Elevato al ruolo di attrazione turistica, l'ex liceo di Tuol Sleng mette in moto scuotimenti profondi.
Il piglio dei visitatori vira immediatamente dalla curiosità al pellegrinaggio, poche parole e deglutizione laboriosa. Andarci è questione di omaggio alla memoria, e fascino dell'orrore, e inconfessabile sadismo, e pietà e ricerca di capire.

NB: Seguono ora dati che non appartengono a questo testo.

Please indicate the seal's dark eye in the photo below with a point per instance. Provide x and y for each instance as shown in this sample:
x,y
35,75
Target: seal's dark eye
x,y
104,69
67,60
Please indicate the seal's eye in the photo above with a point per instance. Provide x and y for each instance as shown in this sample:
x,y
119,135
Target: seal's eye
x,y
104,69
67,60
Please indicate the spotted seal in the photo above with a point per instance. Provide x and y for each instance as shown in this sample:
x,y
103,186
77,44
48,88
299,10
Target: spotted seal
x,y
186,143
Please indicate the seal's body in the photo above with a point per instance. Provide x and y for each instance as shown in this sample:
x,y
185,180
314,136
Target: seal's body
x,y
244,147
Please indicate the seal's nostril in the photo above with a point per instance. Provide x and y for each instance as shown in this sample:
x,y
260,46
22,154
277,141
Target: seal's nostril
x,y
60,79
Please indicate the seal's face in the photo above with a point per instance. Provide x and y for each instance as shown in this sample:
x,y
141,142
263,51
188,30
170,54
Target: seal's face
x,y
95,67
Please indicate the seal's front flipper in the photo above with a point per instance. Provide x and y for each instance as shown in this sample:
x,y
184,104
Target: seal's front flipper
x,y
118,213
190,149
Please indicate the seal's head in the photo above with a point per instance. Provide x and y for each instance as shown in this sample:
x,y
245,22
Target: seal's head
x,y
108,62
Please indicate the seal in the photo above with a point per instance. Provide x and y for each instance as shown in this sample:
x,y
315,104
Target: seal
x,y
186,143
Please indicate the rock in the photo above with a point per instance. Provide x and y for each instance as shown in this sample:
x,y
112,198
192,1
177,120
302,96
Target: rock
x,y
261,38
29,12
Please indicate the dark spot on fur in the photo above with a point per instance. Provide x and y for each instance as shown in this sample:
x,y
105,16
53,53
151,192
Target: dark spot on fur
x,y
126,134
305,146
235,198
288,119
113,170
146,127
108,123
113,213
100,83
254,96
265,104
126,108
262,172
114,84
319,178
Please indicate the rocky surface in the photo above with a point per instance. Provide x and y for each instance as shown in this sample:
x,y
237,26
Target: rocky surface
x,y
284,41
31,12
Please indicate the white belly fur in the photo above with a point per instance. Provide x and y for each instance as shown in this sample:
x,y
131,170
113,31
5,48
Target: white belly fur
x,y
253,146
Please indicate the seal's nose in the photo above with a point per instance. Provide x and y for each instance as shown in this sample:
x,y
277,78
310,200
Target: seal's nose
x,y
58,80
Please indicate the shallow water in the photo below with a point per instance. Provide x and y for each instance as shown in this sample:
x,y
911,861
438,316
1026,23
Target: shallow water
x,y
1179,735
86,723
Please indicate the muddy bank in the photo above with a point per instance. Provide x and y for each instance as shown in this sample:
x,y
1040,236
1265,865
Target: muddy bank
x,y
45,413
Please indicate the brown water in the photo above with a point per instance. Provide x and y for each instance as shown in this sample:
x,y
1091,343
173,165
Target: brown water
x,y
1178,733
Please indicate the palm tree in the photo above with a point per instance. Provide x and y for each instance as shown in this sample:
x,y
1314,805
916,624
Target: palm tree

Nessuno spiegherà nulla, nessuno sarà in grado di dire una parola definitiva. Non si accenderà niente nel buio. Si tornerà indietro sobbalzando sullo sterrato e poi sull'asfalto, incrocio dopo incrocio, verso il centro, verso la vita, insegne, caffè, bancarelle. Si abbraccerà il motociclista un po' più forte e si guarderà increduli la sua nuca intatta.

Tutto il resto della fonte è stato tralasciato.